Show whether the IVP $y'(t) = y(t)^2 , y(0) = 1$ satisfy the Picard-Lindelöf theorem
So we need to show $$y(t)^2$$ is continuous for all $(t,y)$. If $f(t,y)=y^2,$ then this holds clearly for all $(t,y)$.
We also need to check that it is Lipschitz continuous, i.e $$\lim_{t_2 \to t_1}\frac{y(t_1)-y(t_2)}{t_1-t_2}\leq \alpha$$ for all $\alpha$ real. We can simply take the derivative with respect to $y$. So $$\frac{d}{dy} f(t,y) = 2y.$$ This derivative is bounded on $[1 - \delta, 1 + \delta]$ for all $\delta > 0$, thus it is Lipschitz continuous around the initial value (IV) $y(0)=1$.
Thus the Picard-Lindelöf theorem holds in this case.

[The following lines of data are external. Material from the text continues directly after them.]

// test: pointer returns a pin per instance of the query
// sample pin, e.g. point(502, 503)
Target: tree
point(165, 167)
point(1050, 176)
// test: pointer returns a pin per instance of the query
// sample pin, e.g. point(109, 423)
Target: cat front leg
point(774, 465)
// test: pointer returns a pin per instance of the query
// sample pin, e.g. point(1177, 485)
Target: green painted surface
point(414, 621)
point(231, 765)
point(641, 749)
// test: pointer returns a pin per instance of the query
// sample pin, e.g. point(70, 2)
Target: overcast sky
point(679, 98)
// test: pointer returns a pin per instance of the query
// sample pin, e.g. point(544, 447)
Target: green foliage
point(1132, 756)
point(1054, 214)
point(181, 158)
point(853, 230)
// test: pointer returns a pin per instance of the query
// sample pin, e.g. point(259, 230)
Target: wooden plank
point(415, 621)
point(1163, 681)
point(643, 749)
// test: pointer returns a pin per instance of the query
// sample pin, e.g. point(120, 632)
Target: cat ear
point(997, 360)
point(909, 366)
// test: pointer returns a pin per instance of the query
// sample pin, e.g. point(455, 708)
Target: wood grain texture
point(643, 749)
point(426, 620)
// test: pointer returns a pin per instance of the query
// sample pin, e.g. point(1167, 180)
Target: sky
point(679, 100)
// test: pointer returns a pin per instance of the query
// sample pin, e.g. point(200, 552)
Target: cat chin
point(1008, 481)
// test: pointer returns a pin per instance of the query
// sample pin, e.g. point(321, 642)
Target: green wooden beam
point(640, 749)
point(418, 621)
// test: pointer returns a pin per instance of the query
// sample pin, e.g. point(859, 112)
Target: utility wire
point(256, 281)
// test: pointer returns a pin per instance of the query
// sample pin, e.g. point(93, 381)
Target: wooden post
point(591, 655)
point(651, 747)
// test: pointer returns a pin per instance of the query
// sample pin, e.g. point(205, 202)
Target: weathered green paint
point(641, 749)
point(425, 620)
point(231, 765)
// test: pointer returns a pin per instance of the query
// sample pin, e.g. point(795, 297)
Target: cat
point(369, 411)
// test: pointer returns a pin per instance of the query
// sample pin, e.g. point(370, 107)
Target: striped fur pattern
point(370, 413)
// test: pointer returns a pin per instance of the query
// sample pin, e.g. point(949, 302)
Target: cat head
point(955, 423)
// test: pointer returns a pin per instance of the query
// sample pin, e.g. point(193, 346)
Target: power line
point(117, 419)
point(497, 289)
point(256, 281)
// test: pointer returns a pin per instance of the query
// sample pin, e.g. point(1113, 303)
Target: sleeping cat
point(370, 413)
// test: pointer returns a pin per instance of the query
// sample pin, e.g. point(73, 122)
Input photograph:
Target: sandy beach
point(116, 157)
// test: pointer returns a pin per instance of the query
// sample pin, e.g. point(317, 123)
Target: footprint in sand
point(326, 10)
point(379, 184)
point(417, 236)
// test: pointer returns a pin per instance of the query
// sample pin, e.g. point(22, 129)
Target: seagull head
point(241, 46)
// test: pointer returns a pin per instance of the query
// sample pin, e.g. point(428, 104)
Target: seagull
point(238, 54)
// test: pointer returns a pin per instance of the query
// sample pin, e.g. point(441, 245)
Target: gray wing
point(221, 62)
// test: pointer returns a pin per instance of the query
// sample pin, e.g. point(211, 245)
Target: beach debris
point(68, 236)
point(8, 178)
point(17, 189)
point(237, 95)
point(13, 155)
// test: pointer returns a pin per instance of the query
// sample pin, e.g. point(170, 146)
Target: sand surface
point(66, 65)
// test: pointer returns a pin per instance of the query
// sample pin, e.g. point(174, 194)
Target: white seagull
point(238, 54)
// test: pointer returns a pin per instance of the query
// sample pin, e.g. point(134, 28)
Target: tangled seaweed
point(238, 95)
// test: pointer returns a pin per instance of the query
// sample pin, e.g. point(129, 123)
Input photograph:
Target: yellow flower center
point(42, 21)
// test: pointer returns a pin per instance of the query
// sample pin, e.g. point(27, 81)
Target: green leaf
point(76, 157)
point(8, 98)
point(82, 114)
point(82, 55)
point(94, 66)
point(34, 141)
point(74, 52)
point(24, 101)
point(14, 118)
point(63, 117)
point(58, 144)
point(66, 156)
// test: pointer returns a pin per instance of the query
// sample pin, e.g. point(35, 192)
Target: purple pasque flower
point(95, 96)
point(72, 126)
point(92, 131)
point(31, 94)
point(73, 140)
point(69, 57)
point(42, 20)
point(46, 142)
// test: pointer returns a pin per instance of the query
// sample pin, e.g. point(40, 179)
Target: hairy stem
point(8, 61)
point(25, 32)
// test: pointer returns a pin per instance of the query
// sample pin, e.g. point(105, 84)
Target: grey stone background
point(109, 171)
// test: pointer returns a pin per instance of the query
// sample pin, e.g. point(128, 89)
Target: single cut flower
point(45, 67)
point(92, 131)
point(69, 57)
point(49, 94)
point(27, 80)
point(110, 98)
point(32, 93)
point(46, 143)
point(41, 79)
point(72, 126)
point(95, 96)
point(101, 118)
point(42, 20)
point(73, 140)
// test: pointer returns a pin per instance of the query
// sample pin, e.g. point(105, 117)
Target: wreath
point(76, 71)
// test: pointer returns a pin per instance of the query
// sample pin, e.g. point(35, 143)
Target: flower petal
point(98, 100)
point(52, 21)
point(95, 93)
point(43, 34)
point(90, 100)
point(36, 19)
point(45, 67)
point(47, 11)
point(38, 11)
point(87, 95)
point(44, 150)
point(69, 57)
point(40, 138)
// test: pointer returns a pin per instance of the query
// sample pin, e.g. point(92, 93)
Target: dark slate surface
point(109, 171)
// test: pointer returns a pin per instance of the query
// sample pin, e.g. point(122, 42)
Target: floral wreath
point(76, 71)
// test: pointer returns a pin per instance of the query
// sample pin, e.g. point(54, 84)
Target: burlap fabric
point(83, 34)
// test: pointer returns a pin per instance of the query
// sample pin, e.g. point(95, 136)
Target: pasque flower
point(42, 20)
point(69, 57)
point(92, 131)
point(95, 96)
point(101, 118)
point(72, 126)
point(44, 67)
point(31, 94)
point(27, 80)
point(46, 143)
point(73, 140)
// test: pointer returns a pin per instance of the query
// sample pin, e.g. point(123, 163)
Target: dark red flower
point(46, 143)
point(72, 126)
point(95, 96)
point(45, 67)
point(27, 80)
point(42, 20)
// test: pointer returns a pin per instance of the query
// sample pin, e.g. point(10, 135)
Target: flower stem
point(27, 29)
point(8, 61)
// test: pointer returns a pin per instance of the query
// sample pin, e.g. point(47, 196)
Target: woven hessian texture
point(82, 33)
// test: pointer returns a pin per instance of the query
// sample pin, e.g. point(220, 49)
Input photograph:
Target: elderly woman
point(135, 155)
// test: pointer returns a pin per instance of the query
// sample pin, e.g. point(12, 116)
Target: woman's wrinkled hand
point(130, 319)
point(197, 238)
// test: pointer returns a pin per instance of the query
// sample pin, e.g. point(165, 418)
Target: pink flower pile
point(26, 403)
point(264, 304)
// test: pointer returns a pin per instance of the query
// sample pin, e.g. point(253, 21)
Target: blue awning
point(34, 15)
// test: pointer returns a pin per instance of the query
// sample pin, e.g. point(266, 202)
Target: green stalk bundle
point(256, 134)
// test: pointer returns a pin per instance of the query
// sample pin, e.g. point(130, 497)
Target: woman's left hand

Is what I did correct ? Thanks for your feedback !
Per your comments, you are using the practical version of the theorem.
If the $y$ derivative exists and is continuous, then it is bounded over bounded sets and each bound is a Lipschitz constant and thus the more "elementary" form of the theorem can be applied, as you noted.
Your limit in the middle makes no sense, there is no apparent role for $α$, any or all. This might be marked as an error. Everything before and after that is correct.